As a consultant, Baldwin said he has experience bringing people together. He cited examples of when he set up a factory in China for an American company, working across extreme political ideologies - communists and capitalists.
"The advantage of being an independent is being able to bridge those political divides," he said.
He described his political views as South Texas conservative.
"Washington can stand a dose of South Texas values," he said.
If elected, Baldwin said he wants to serve on a committee for international or foreign affairs, budgetary or transportation.
His No. 1 goal remains to pass a balanced budget amendment.
"I want to bring private practice efficiencies into our government system," he said.
Baldwin said he also wants to reform the tax code to eliminate loopholes.
He said there are too many "companies not paying their fair share."
If elected, Baldwin said he would work to appeal the Affordable Care Act and instead, give businesses a tax deduction and employees a pre-tax alternative by setting up health care savings accounts and removing the current cap on these accounts.
Baldwin said he supports full energy independence, natural gas exportation, promoting wind and geothermal energy, and taking advantage of the Eagle Ford Shale.
Regarding education, Baldwin said he sees federal programs, such as PAIL grants as "extremely important."
"I know the value of education," Baldwin said. "I've seen education and we're behind."
He wants to see early education make a greater push on language and cultural training.

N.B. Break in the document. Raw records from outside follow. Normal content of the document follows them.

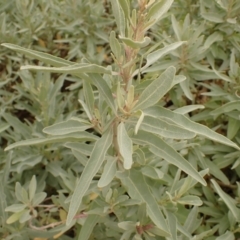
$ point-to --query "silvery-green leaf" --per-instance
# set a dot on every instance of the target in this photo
(186, 123)
(156, 90)
(88, 226)
(125, 146)
(66, 127)
(231, 203)
(94, 163)
(65, 138)
(163, 150)
(108, 173)
(190, 200)
(138, 189)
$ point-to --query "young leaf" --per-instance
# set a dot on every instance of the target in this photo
(227, 200)
(138, 189)
(164, 128)
(136, 44)
(157, 10)
(94, 163)
(65, 138)
(108, 174)
(15, 208)
(88, 226)
(156, 55)
(163, 150)
(172, 223)
(32, 187)
(66, 127)
(228, 107)
(190, 200)
(72, 69)
(44, 57)
(156, 90)
(186, 123)
(125, 146)
(119, 16)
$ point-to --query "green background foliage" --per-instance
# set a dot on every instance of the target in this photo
(123, 120)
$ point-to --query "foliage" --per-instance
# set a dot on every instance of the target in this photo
(135, 139)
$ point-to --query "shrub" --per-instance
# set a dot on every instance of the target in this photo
(124, 165)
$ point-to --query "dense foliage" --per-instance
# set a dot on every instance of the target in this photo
(123, 122)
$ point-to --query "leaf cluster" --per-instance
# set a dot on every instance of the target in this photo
(122, 129)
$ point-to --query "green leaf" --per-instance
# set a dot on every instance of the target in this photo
(172, 223)
(228, 107)
(25, 216)
(94, 163)
(72, 69)
(88, 96)
(164, 128)
(125, 7)
(115, 45)
(21, 193)
(227, 200)
(88, 226)
(233, 127)
(44, 57)
(216, 172)
(32, 187)
(163, 150)
(187, 109)
(156, 90)
(156, 55)
(186, 123)
(65, 138)
(192, 222)
(152, 172)
(157, 10)
(15, 208)
(84, 148)
(14, 217)
(190, 200)
(66, 127)
(136, 44)
(125, 146)
(104, 90)
(119, 16)
(214, 37)
(108, 174)
(226, 236)
(38, 198)
(137, 188)
(4, 126)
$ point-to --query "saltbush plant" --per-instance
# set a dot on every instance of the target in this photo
(129, 160)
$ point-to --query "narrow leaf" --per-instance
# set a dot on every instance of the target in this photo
(190, 200)
(156, 55)
(228, 107)
(72, 69)
(156, 90)
(164, 128)
(108, 174)
(136, 44)
(163, 150)
(32, 188)
(125, 146)
(94, 163)
(227, 200)
(65, 138)
(44, 57)
(138, 189)
(186, 123)
(66, 127)
(88, 226)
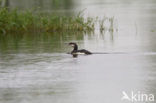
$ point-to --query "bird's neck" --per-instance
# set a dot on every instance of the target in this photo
(75, 48)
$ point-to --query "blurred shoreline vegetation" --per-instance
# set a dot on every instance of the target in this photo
(14, 21)
(27, 21)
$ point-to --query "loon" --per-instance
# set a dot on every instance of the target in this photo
(76, 51)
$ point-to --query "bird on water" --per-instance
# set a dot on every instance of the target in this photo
(77, 51)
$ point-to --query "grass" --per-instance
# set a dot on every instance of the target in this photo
(14, 21)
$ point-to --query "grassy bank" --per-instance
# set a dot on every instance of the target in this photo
(14, 21)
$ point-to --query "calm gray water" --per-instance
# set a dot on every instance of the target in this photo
(36, 69)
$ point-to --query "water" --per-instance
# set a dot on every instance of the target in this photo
(36, 69)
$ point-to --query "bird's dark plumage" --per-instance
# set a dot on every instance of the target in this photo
(76, 51)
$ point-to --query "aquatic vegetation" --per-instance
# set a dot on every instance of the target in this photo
(27, 21)
(14, 21)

"Don't discount an independent," Baldwin said. "It's important to vote and important to research the candidate. Don't assume by a candidate being in a party that they stand for everything you stand for."
Tired of frustration with Washington, a Libertarian candidate from Corpus Christi is out to make a difference in Congress.
Corrie Byrd, 27, of Corpus Christi, took a proactive approach, putting his name in the race.
"If you want to complain, at least do something about it," Byrd said. "Last year, about this time, they (Congress) were going through the budget crisis, no one was talking to each other, no one was budging. It made me say, 'Why not?'"
Byrd, a Ron Paul supporter, said he believes in smaller government and more personal freedoms and responsibility.
What he lacks in political experience, he said he makes up with common sense. He is an assistant manager at WalMart.
"I have a sense of urgency to get things done," Byrd said. "I know the importance of not being in debt. Our debt is out of control."
Byrd's No. 1 goal is to pass a balanced budget and build communication with other parties' representatives.
If elected, he said he would want to serve on an environmental committee.
"It affects this area so much with fracking, oil and natural gas," he said.
Byrd said he also wants to see more limits placed on water usage for the energy sector.
"It's taking a toll on the water in South Texas, draining our lakes and rivers," Byrd said. "Whenever you're draining our natural resources and it's killing the wildlife, that's when you need to look at whether it's worth it."
He said the amount of money spent on oil and gas production "is outrageous."
"I would try to implement a bill stating that we can't export more than we import, because last year, that's what we did," Byrd said. "We sold more oil to other countries than we actually sold to American consumers."
He said he supports the Affordable Care Act, but wants to get rid of the penalties.
"There's a way to solve the health care problem, but bickering against each other is where it hurts us," Byrd said.
Byrd recently enlisted in the U.S. Air Force and wants to continue becoming more involved in the political process and his district.
"This is where my aspiration is to serve the country in any way, shape or form," Byrd said.